Disabling effects of PoTS shown in largest ever survey and how educating health professionals can help


Postural orthostatic Tachycardia syndrome or PoTS, is a complete bastard of a condition. It doesn't kill, thankfully, but it can quite often make you feel like you have no life in you.
It can be a condition on its own or a comorbidity of another condition, such as mine, Ehlers Danlos syndrome. 
In its extreme, life-altering state, it's pretty rare and extremely misunderstood. The charity PoTS UK, has teamed up with researchers and conducted the biggest ever survey of people - mainly women - living with the condition. The research, A profile of patients with postural tachycardia syndrome and their experience of healthcare in the UK is published in the British Journal of Cardiology.

It covered causes, symptoms and treatment options. You can find the whole survey here. 
Below are a few excerpts: 

Postural tachycardia syndrome (PoTS) is a recently recognised condition that usually affects younger women, who develop symptoms of orthostatic intolerance and a persistent tachycardia on standing upright. Healthcare professionals, patients and the national patient support group (PoTS UK) together created a survey, and the responses of 779 UK PoTS patients were analysed. The most common symptoms of PoTS at presentation were the triad of fatigue, lightheadedness and palpitations. Mobility, ability to work or attend education, and quality of life were significantly restricted. Cardiologists, followed by patients, were most likely to be the first to suggest the diagnosis of PoTS. Patients waited a mean of almost four years from presentation to obtain their diagnosis and, meantime, psychiatric mislabeling was common. Advice given to patients regarding lifestyle changes was variable, and those referred to specialist practitioners for help, found practitioners had limited knowledge about management of PoTS. Increased education of healthcare professionals and improved services for patients are recommended. 
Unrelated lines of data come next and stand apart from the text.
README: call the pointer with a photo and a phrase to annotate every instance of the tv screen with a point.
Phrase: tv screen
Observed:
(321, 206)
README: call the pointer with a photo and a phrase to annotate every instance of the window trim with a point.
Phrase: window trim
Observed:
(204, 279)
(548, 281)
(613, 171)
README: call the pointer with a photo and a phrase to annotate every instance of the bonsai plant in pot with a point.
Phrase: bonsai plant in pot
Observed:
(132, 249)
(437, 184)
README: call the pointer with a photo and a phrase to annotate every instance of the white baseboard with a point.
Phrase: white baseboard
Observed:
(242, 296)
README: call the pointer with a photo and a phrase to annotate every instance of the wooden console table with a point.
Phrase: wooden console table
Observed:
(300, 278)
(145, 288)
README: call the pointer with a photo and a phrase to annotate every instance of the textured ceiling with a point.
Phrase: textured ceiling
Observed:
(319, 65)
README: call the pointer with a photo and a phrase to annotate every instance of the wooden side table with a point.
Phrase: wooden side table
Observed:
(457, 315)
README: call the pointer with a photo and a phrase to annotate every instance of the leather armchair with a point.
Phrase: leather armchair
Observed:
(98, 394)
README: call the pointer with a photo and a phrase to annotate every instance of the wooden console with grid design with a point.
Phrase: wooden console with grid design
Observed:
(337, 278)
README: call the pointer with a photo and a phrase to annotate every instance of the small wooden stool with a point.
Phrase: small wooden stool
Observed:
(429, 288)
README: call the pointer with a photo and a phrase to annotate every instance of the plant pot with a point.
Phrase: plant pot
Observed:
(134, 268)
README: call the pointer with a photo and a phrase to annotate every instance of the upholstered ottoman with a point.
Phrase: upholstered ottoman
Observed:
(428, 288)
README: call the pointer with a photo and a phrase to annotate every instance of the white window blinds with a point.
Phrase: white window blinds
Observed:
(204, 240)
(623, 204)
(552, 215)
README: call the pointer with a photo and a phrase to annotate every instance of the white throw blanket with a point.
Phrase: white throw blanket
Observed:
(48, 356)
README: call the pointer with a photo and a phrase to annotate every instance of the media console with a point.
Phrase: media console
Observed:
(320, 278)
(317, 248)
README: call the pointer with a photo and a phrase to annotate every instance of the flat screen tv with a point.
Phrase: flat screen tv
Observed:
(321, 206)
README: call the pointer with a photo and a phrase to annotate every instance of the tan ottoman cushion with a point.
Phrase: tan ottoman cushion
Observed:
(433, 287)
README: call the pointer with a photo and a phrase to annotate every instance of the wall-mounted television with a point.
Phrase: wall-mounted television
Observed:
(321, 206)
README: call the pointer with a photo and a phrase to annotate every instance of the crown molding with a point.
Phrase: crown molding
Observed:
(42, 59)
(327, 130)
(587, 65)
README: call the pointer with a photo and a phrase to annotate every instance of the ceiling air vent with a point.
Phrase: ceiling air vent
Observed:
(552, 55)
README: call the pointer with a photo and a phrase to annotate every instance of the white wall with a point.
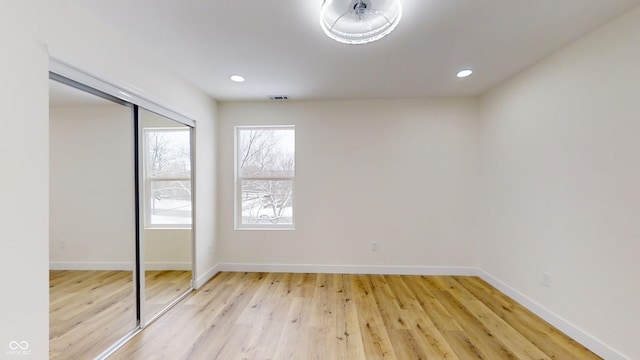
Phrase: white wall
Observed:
(28, 31)
(561, 185)
(92, 217)
(397, 172)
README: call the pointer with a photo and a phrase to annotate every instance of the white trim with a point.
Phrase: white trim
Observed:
(85, 265)
(197, 283)
(101, 265)
(155, 266)
(113, 87)
(571, 330)
(353, 269)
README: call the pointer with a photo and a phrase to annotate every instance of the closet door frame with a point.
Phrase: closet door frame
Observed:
(122, 93)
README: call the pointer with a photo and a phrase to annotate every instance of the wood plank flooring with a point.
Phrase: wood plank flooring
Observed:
(334, 316)
(91, 310)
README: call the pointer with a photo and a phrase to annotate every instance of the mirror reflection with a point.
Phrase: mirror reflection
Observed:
(92, 223)
(167, 211)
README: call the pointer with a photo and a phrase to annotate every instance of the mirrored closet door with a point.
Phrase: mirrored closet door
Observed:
(92, 223)
(121, 214)
(166, 199)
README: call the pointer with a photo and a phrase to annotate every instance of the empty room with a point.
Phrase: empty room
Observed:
(353, 179)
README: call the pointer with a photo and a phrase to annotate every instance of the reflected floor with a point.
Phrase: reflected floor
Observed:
(91, 310)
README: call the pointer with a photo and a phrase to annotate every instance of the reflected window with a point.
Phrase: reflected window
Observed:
(167, 174)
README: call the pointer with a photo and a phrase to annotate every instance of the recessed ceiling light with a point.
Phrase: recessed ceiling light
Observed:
(464, 73)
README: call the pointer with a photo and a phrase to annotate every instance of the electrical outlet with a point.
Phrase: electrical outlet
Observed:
(546, 279)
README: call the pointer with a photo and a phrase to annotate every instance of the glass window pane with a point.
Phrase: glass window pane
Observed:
(267, 202)
(170, 202)
(266, 152)
(168, 153)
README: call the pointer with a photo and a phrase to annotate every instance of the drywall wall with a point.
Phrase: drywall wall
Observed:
(92, 196)
(561, 185)
(396, 172)
(29, 30)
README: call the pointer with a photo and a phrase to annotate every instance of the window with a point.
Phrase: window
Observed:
(167, 175)
(265, 172)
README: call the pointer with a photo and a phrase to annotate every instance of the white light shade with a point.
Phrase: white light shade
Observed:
(359, 21)
(464, 73)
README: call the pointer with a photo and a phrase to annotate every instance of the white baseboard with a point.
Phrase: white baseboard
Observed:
(77, 265)
(579, 335)
(154, 266)
(197, 283)
(353, 269)
(124, 266)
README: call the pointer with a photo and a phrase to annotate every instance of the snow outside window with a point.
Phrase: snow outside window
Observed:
(167, 175)
(265, 177)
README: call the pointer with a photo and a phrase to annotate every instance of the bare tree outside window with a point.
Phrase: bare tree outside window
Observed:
(168, 177)
(266, 169)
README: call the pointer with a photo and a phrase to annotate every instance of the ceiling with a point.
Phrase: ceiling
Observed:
(279, 47)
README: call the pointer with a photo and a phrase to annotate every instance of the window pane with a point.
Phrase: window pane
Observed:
(266, 152)
(168, 153)
(170, 202)
(267, 202)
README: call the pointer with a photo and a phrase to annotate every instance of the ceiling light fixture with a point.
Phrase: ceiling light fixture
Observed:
(464, 73)
(359, 21)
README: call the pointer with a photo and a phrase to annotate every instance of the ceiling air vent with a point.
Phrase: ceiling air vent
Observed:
(279, 97)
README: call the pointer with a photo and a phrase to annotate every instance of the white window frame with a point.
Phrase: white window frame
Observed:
(149, 179)
(239, 179)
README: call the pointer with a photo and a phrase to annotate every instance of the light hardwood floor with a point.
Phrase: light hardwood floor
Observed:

And this is key. I find a little knowledge is a dangerous thing. If a health professional has heard of PoTS, their knowledge is usually incomplete and often based on faulty assumptions, such as, "Well your blood pressure didn't change quickly enough when you stood up so it can't be PoTs," or, "We did a 24 hour ECG and you were fine," despite numerous spikes in heartbeat of more than 30bpm when just standing or walking slowly up stairs (or half a staircase).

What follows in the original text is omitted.